Things have been different since the oil was completely drained on Earth. For three hundred years the Earth was able to supply us with everything we needed.

“It’s so fragile and worn out. I don’t know where I’m even supposed to put it,” said Lucy confused.

“I think you can take it anywhere you want like a computer, but it’s a lot tinier. What if you lose track of it and lose it, are there more of them?” asked George.

“Most of them were located on the internet, and the rest of the copies were recycled to make more computers I think,” answered Lucy.

It’s hard to think about how all of these ancient peoples used to do things. First they had to find something to write on and then they had to find some sort of stick to scratch it down. It seems like something cavemen would do. Where would they get the ink supply to put at the end of the stick things? I can see why ink’s supply became extinct because people kept scratching and scratching. Who could even understand what they were trying to display? There was no font to choose from and no grammar rules to look at. These people must have been really dedicated and smart.

“I can understand the words but it reads funny,” said Lucy.

“What do you mean?” asked George.

“You have to read it horizontally; you can’t just keep looking down and down to get to the end. You have to keep flipping to the next stage of writing,” explained Lucy.

“That is really weird, are there pictures and graphs or anything else that’s visual?” asked George.

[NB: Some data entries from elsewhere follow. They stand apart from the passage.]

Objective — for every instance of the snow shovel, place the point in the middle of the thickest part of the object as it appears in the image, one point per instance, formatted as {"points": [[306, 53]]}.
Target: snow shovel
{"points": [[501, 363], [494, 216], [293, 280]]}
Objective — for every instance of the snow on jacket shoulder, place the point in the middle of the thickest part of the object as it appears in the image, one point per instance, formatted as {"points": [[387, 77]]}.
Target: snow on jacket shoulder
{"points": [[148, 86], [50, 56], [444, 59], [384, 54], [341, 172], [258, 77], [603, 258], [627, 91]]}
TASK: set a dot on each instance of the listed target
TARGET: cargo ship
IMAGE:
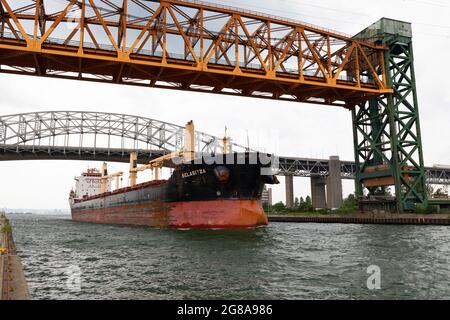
(198, 193)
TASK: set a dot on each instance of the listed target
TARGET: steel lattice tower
(387, 138)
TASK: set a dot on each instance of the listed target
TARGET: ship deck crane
(106, 177)
(187, 153)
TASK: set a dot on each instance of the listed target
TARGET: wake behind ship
(198, 194)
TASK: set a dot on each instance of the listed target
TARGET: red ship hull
(189, 214)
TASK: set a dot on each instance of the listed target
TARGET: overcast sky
(301, 130)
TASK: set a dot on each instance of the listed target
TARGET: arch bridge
(98, 136)
(77, 135)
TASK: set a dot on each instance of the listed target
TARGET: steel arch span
(95, 136)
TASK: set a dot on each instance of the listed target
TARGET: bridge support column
(289, 191)
(318, 197)
(334, 183)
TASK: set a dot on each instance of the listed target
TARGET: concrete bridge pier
(318, 197)
(289, 191)
(334, 183)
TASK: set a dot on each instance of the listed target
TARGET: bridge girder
(189, 45)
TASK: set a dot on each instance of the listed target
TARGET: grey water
(280, 261)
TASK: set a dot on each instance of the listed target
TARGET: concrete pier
(334, 183)
(318, 196)
(13, 285)
(289, 191)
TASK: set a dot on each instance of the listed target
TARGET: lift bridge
(97, 136)
(203, 47)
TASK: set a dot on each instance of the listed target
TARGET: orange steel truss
(188, 45)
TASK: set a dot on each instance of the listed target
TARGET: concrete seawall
(13, 285)
(360, 218)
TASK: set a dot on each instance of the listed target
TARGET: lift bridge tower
(386, 129)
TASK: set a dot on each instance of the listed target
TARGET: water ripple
(282, 261)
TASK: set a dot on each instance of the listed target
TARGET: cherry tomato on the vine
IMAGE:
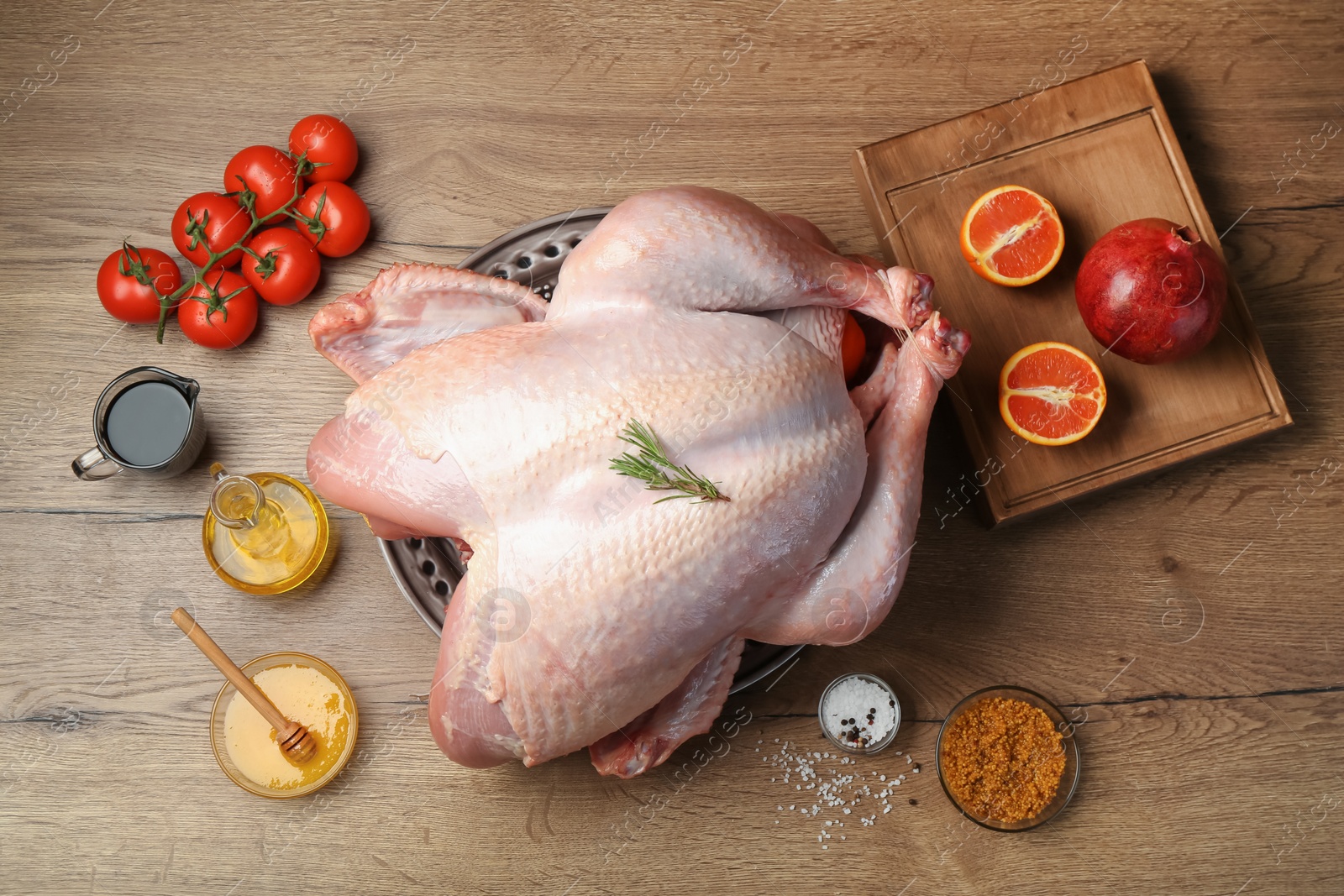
(268, 172)
(342, 217)
(121, 289)
(226, 328)
(288, 269)
(219, 219)
(329, 144)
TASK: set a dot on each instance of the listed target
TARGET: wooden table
(1189, 622)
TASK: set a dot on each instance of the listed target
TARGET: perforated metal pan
(428, 570)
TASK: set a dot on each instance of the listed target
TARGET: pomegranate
(1152, 291)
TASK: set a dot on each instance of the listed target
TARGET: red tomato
(222, 222)
(132, 280)
(269, 174)
(340, 219)
(226, 328)
(329, 144)
(853, 347)
(288, 269)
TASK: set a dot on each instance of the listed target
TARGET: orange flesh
(1026, 233)
(1059, 394)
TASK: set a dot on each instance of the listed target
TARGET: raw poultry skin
(591, 616)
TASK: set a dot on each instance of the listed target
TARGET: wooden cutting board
(1102, 150)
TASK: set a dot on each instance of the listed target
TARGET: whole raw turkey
(591, 614)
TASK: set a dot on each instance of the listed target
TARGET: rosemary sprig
(658, 472)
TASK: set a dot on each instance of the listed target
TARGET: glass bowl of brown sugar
(1007, 758)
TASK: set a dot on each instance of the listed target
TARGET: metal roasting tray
(428, 570)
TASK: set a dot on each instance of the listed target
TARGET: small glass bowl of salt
(859, 714)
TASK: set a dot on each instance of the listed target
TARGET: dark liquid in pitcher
(148, 423)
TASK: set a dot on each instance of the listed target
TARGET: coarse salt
(859, 712)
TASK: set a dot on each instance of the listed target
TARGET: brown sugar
(1003, 759)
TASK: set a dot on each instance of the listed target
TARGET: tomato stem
(197, 230)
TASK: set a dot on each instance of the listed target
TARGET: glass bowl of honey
(306, 689)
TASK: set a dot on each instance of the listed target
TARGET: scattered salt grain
(832, 788)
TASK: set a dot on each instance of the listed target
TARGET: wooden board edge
(1175, 456)
(1269, 383)
(871, 203)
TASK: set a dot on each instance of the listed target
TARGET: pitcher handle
(94, 465)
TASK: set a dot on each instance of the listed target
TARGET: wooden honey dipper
(295, 741)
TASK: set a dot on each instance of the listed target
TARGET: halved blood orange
(1052, 394)
(1012, 235)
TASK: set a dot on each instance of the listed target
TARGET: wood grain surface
(1189, 622)
(1101, 149)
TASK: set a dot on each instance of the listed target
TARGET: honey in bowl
(302, 694)
(304, 689)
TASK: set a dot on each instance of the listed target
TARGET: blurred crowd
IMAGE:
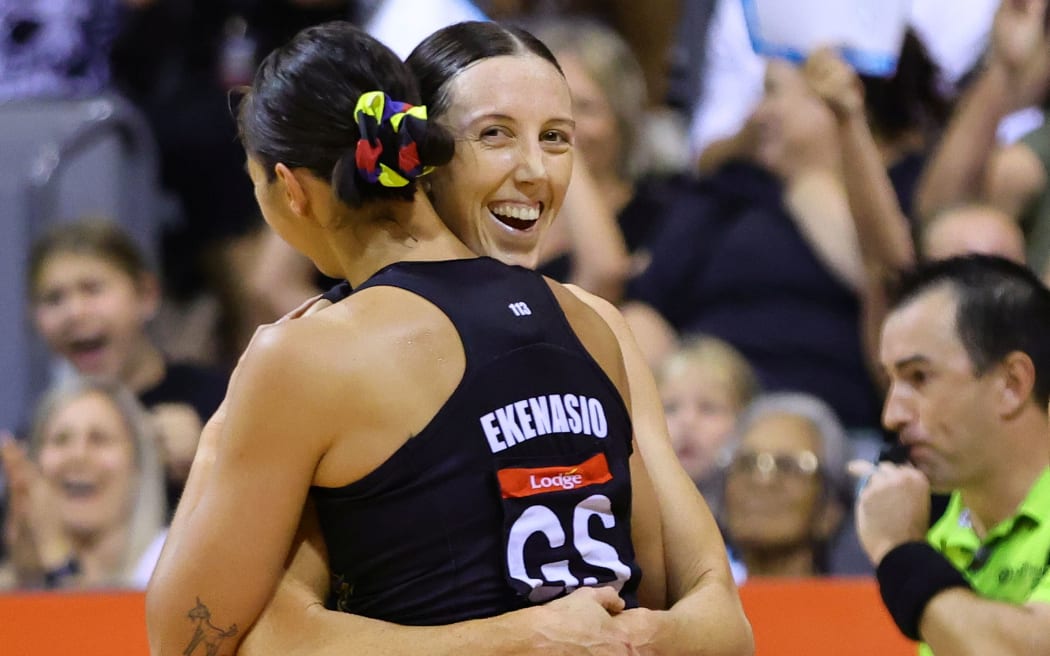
(744, 213)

“Nothing, it’s as if you have to imagine all of this on your own,” explained Lucy.

Since the last drop of oil was used everything went black. People felt as if they had traveled back through time to the 1800s or further. Centuries ago they heard that people had to live this way but they had no idea. When the blackout happened there was no use for much of anything anymore. Computers had to be thrown away; phones could not be used for anything, transportation was obsolete. Bicycles were pretty much the only form of transportation people could use.

No one knew what to do anymore. People had to start actually talking to other people in person. People had to wait to talk to people, and people couldn’t have anything instant anymore. No more instant popcorn, instant messaging, instant tickets to concerts, nothing was instant anymore and people had to wait. No one could listen to music anymore and most of the corporations on the planet failed. Everyone was on the streets facing something they never really had to do before…each other. No one had any sort of entertainment and no way to cook and prepare food. People treated each other as if they were animals.

“I can’t read the rest of this, there’s too much dirt on it,” Lucy complained.

“Let’s keep digging around and see if we can find more of those things,” suggested George.

The two kept digging around for more of what used to be called books. They searched under broken computers and broken roads where civilization used to be.